The forests of Brazil’s Amazon, known for having the highest biodiversity in the world, are the focus of Brazilian zoologist Silvio Marchini. Despite its status, this region continues to lose more wilderness annually to the agricultural frontier than anywhere else in the world. Though the fate of Amazônia has become a focus of worldwide concern, attempts to create protected areas in the forest have mostly ignored the beliefs and attitudes of the poor migrant farmers working the frontier.

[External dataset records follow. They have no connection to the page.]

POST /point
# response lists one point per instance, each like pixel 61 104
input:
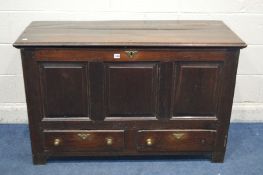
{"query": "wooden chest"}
pixel 124 88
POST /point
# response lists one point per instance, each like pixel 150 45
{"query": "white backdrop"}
pixel 245 17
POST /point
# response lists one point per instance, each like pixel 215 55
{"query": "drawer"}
pixel 175 140
pixel 84 140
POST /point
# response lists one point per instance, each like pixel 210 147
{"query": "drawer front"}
pixel 175 140
pixel 84 140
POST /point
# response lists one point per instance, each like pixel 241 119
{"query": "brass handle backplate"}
pixel 57 142
pixel 131 53
pixel 109 141
pixel 83 136
pixel 178 135
pixel 149 142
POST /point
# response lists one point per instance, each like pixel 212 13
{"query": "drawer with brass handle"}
pixel 175 140
pixel 84 140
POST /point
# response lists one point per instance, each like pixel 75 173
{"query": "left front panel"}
pixel 64 89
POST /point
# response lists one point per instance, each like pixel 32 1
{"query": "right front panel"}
pixel 196 89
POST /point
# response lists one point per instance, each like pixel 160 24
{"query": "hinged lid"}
pixel 129 33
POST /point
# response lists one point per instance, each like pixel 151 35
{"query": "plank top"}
pixel 129 33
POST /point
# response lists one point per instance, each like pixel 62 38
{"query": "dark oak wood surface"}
pixel 129 33
pixel 168 91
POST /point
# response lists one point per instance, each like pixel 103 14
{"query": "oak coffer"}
pixel 125 88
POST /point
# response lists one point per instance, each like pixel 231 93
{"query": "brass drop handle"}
pixel 131 53
pixel 109 141
pixel 149 142
pixel 57 142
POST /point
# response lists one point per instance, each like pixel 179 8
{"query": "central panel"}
pixel 131 89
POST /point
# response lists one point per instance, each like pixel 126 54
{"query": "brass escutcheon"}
pixel 109 140
pixel 57 142
pixel 131 53
pixel 149 142
pixel 83 136
pixel 178 135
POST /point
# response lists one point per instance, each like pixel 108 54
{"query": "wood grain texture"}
pixel 129 33
pixel 175 140
pixel 183 86
pixel 93 140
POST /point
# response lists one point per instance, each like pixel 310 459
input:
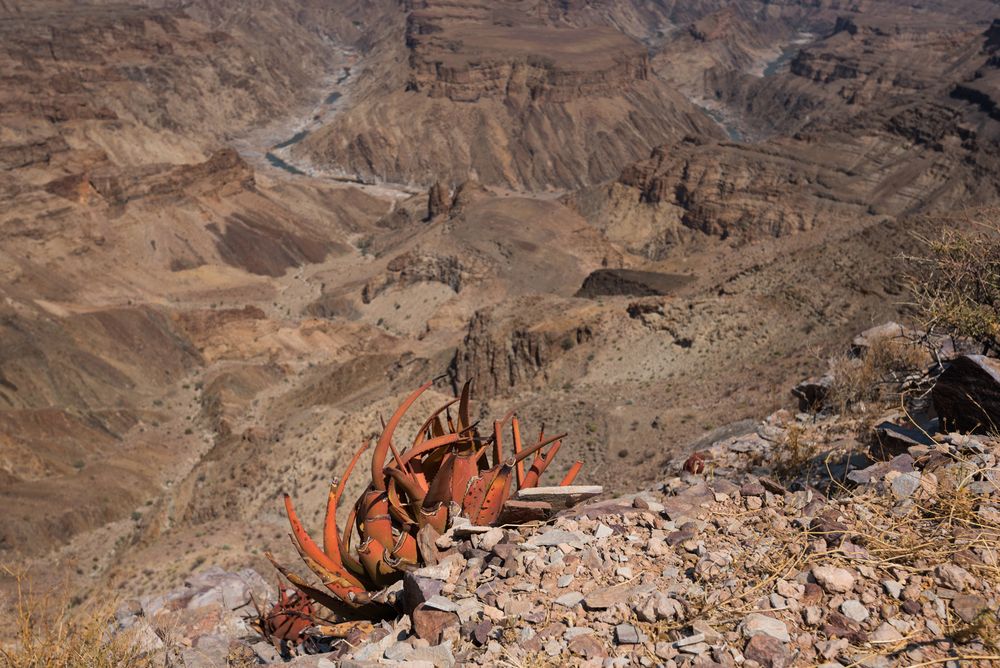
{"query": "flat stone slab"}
pixel 560 498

In 2002, Silvio established Escola da Amazônia to address the apathy and opposition felt by many towards conservation of their local rainforest. The program trains teachers from schools bordering the most threatened park on the frontier, and offers practical economic alternatives to ranching and logging. With nearly 400 participating students from both private city schools and rural public schools, the program is gradually changing attitudes among Brazilian youth, and slowing habitat loss. Silvio has since expanded his conservation activities to the Pantanal wetlands of southwestern Brazil, where he coordinated a conservation program for WCS from 2003 to 2005.
Dr. Fernando Trujillo
Among the world’s most endangered cetaceans, river dolphins still swim the waters of the Amazon basin of Colombia, where Dr. Fernando Trujillo works. But even in their last stronghold, species such as the pink river dolphin face water pollution and persecution by fishermen, who kill them for bait and accidentally trap the mammals in nets. As scientific director of Foundation Omacha, Fernando has helped establish fishery management practices to protect these and other river species such as the giant otter, manatee, turtle, and caiman. Supported by WCS, the World Wildlife Fund, and the Whale and Dolphin Conservation Society, he led a survey of the dolphins in the upper Amazon basin. Essential to Fernando’s conservation work is the encouragement of locals, especially fishermen and indigenous people, to take leadership roles. Omacha is also developing economic alternatives to fishing to reduce the pressure on wildlife, including ecotourism, handicrafts, and a dolphin-friendly catfish certification scheme for local hotels and restaurants. For his efforts, Fernando received the Gold Whitley Award.